Para Laterça, Muzzi pode marcar sua gestão pelo combate à corrupção, “ainda mais com esse derrame de dinheiro” de governos estaduais e municipais em contratos para compra de equipamentos de combate à pandemia do novo coronavírus. Nesse caso, reconhece, o novo superintendente poderia atender Bolsonaro ao incomodar um adversário como o governador do Rio, Wilson Witzel, que já afastou o subsecretário executivo da secretaria de Saúde, Gabriel Carvalho dos Santos, por suspeita de irregularidades.

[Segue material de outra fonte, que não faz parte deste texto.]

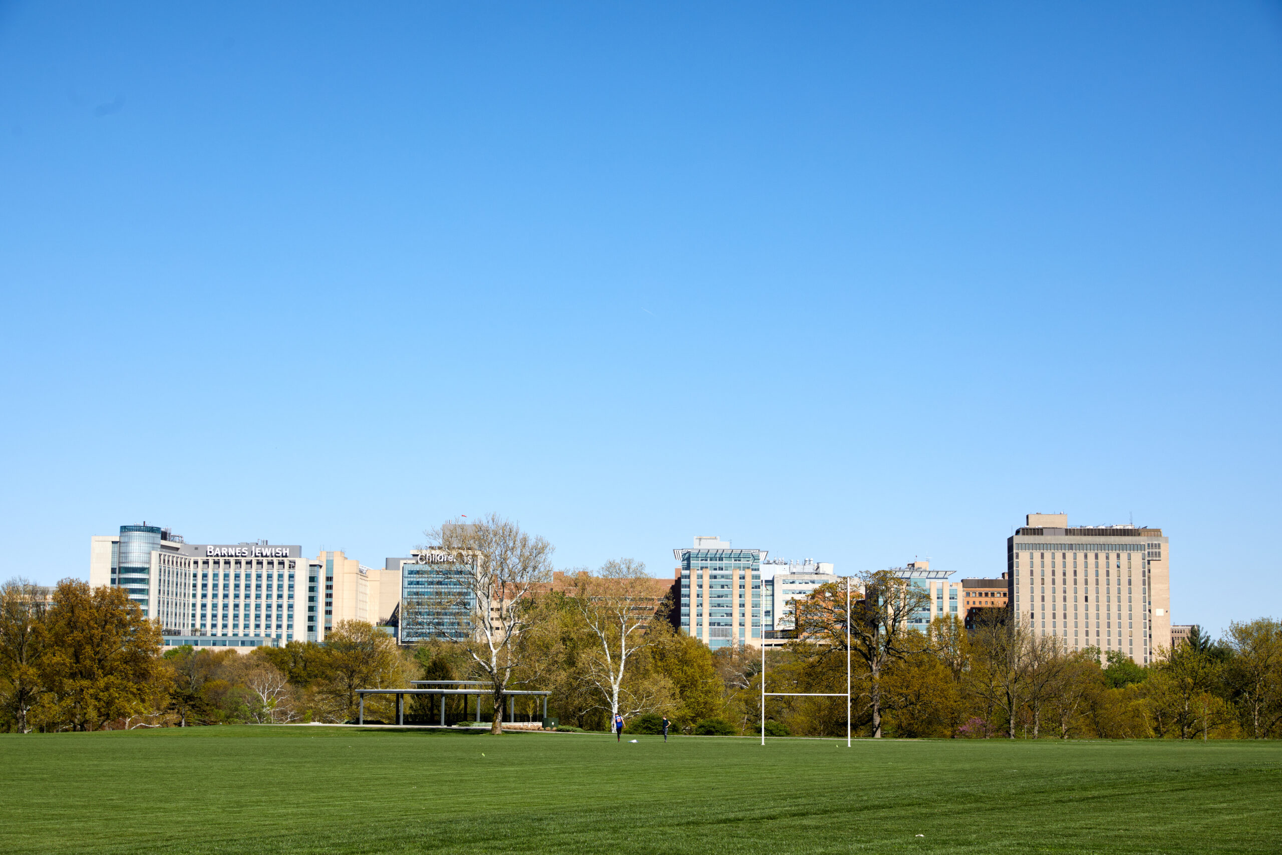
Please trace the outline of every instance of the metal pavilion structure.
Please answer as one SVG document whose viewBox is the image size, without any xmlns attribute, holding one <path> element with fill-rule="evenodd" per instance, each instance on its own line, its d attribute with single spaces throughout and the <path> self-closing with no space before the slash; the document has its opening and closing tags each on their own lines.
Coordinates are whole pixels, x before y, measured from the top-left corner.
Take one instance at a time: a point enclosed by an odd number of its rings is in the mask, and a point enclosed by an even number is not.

Em junho de 2018, Muzzi foi nomeado diretor-geral do Departamento Penitenciário Nacional (Depen) e, em janeiro de 2017, diretor-adjunto do Departamento de Recuperação de Ativos e Cooperação Jurídica Internacional (DRCI), ambos órgãos ligados ao Ministério da Justiça, em Brasília. Entre 2000 e 2003, atuou como procurador na Procuradoria-Geral do Banco Central na área de consultoria de direito bancário e de dívida pública. Na superintendência da PF no Rio, foi chefe da Delegacia de Repressão à Corrupção e Crimes Financeiros e comandou diversas operações especiais, como a Gladiador, que prendeu o então deputado estadual e ex-chefe da Polícia Civil do Rio Álvaro Lins, em 2008.

No depoimento de Moro, no sábado, na PF de Curitiba, o ex-ministro relatou que a superintendência do Rio era o principal alvo da tentativa de interferência de Bolsonaro. Moro disse que isso foi explicitado numa das mensagens que recebeu do presidente. “A mensagem tinha, mais ou menos, o seguinte teor: ‘Moro você tem 27 superintendências, eu quero apenas uma, a do Rio de Janeiro’”, contou o ex-ministro, segundo o relatório do depoimento.